Like Andrea Garcia but 2,000 miles away in Virginia, Carrie Buck was sterilized based on state eugenics laws. Buck was raped at the age of 17, labeled “promiscuous” and sent to the Lynchburg Colony for the Feebleminded. She, her daughter, and her mother, were then categorized as “feebleminded” despite significant evidence to the contrary, like good school grades. Moreover, her case became a test case for the constitutionality of eugenic sterilization, making its way to the U.S. Supreme Court, which decided in 1927 under chief justice Oliver Wendell Holmes, Jr. that the law was constitutionally sound because it aimed to protect the public health from defective heredity. It was in this majority decision that Holmes uttered the now well-known phrase that “three generations of imbeciles are enough.” Buck v Bell emboldened additional states to pass eugenic sterilization laws and set the stage for a marked increase in involuntary sterilizations in the 1930s. To learn more about the Carrie Buck case, visit the University of Virginia’s Historical Collections at the Claude Moore Health Sciences Library. You might also consider listening to (or reading the transcript of) an episode from Hidden Brain (an NPR/WNYC podcast), which includes soundbites of an interview conducted with Carrie Buck.

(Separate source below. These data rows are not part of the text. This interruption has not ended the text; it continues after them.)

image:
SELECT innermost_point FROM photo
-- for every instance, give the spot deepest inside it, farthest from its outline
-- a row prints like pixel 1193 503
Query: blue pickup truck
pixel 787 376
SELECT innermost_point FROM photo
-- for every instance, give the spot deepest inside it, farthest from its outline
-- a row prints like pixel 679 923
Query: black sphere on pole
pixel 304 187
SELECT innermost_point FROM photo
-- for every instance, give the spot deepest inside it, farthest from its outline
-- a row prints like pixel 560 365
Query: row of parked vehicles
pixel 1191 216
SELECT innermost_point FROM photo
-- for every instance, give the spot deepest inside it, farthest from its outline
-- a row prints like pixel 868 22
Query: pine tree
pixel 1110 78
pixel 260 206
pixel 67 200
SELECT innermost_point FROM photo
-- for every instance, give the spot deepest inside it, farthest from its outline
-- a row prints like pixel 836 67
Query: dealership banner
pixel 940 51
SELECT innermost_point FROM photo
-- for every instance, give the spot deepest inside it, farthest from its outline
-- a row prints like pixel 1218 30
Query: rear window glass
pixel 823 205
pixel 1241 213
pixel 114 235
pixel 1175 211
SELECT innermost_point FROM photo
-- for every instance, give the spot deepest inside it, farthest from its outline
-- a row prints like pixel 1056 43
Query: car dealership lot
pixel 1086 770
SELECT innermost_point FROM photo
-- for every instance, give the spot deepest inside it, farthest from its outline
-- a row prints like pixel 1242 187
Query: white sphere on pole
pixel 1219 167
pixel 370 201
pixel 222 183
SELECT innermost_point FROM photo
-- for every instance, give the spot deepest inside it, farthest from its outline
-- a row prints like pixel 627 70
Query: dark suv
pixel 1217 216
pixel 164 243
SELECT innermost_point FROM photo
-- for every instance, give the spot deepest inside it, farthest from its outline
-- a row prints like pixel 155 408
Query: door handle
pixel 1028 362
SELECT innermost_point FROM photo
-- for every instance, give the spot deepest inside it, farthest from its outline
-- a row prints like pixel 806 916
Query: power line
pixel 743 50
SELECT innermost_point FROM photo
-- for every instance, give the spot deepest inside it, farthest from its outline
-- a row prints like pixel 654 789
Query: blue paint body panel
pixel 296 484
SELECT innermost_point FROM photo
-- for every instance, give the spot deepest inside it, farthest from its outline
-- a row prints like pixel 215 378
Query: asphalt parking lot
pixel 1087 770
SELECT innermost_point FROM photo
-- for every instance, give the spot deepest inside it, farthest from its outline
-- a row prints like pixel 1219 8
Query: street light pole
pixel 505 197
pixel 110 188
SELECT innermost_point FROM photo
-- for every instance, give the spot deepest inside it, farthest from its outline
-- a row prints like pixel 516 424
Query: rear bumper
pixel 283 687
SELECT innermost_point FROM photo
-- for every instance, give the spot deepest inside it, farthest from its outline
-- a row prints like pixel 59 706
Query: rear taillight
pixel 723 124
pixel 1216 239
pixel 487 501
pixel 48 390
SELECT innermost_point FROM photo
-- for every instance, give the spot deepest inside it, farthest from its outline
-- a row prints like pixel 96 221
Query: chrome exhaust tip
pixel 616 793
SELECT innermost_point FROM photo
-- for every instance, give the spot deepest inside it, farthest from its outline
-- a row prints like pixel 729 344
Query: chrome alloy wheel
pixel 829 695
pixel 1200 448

Even if many people are not aware of the history of eugenics and sterilization in the United States, they do know about the “racial hygiene” campaigns in Nazi Germany. Nazi eugenicists took inspiration from eugenic sterilization laws passed in the United States, specially in Indiana and California, which informed the 1933 “Hereditary Health Law.” This law gave medical authorities the power to sterilize people deemed “unfit.” As scholars have shown, the sterilization of “livings not worth living” was the first step towards the final solution, which ultimately resulted in the death of six million Jews and millions of other “undesirable” groups through euthanasia, disease, and hard labor, many in concertation camps like Auschwitz and Dachau. It can be instructive to compare the similarities and dissimilarities in histories of eugenics in the United States and Germany. To do so, consider consulting the virtual exhibits developed by the United States Holocaust Memorial Museum.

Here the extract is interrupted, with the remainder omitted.